# 2006 Deer Season



## JPP (Dec 14, 2006)

This season was very short for me because of overwhelming schedule at work.
I only got to hunt 10 times all season which for me is amazingly LOW. Didn't see any big bucks this year but did get some meat for the freezer. 
I passed this buck twice during bow season as I was waiting for one of the big bucks I see at my camp, but couldn't resist filling a tag with this spikehorn once shotgun season started. 
Passed many shots at does, because I have grown fond of them after seeing them all year round at the camp. Kind of hard to shoot deer that you watch all summer. I guess I am getting soft...


----------



## ShoerFast (Dec 14, 2006)

My deergut says about 145# ?


----------



## JPP (Dec 14, 2006)

ShoerFast said:


> My deergut says about 145# ?



Nah, he was probably 130# live weight.


----------



## ShoerFast (Dec 14, 2006)

Those straps along both sides of of the inside back-bone are about the best eating there is!
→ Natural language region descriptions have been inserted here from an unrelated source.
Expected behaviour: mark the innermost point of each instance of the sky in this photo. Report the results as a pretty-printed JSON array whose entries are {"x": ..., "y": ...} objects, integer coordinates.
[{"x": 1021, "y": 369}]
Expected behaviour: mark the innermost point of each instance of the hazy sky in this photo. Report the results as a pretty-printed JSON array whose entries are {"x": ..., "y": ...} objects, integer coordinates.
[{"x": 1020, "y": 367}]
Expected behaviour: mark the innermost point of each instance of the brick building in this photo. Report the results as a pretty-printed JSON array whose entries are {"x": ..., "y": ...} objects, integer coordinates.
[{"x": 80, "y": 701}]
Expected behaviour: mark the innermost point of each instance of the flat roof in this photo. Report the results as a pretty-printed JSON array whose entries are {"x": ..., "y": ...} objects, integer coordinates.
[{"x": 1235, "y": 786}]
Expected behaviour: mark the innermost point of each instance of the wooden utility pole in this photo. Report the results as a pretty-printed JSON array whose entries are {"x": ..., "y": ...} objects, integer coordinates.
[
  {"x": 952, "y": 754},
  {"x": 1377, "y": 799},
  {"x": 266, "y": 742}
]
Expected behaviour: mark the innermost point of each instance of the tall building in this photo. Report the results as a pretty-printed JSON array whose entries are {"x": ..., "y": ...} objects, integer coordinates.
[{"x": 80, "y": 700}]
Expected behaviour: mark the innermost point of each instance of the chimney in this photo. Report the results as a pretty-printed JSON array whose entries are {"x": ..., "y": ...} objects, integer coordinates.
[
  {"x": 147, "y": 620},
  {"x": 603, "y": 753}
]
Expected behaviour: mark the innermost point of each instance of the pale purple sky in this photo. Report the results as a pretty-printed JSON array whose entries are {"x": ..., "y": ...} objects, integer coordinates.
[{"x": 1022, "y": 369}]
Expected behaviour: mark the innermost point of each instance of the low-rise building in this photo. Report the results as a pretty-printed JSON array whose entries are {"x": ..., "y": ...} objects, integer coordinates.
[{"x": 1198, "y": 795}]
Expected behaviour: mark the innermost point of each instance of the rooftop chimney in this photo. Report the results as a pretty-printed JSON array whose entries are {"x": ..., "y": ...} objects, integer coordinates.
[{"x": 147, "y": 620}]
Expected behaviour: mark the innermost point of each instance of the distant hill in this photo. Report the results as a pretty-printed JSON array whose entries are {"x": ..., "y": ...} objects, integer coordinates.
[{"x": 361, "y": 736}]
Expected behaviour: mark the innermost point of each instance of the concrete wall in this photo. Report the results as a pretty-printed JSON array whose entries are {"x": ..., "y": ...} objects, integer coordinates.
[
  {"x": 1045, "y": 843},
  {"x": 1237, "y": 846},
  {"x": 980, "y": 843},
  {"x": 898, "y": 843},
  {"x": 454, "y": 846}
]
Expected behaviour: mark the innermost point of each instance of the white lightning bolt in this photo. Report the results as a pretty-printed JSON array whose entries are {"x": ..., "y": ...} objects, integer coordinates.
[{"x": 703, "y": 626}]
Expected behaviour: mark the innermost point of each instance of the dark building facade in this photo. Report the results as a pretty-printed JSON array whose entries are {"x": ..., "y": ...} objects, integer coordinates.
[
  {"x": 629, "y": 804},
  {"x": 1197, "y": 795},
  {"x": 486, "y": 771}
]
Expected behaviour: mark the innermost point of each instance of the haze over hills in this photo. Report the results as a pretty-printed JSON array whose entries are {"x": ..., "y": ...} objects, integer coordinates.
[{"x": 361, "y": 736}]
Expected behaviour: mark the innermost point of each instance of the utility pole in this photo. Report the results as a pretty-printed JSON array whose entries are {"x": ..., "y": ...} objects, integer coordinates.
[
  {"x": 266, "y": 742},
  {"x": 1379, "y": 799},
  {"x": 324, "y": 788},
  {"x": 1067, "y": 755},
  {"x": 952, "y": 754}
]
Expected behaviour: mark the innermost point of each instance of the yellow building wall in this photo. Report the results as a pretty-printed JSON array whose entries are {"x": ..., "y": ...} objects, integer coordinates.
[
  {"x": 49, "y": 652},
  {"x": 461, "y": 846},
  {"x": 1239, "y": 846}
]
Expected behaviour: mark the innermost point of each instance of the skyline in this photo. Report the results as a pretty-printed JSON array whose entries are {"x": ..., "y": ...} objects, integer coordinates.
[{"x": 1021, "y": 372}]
If you have never separated them, find them and peel them out, cut them into about 1.5" cookies and pepper it real good, set it on a good size chunk of firewood and crunch it with another. You want to smash it out like a burger. Fry it in "HOT" butter with some fresh garlic, just till the the color is just right, and learn to fight! Just cause your fork is in it, don't claim it in some deer camps!


----------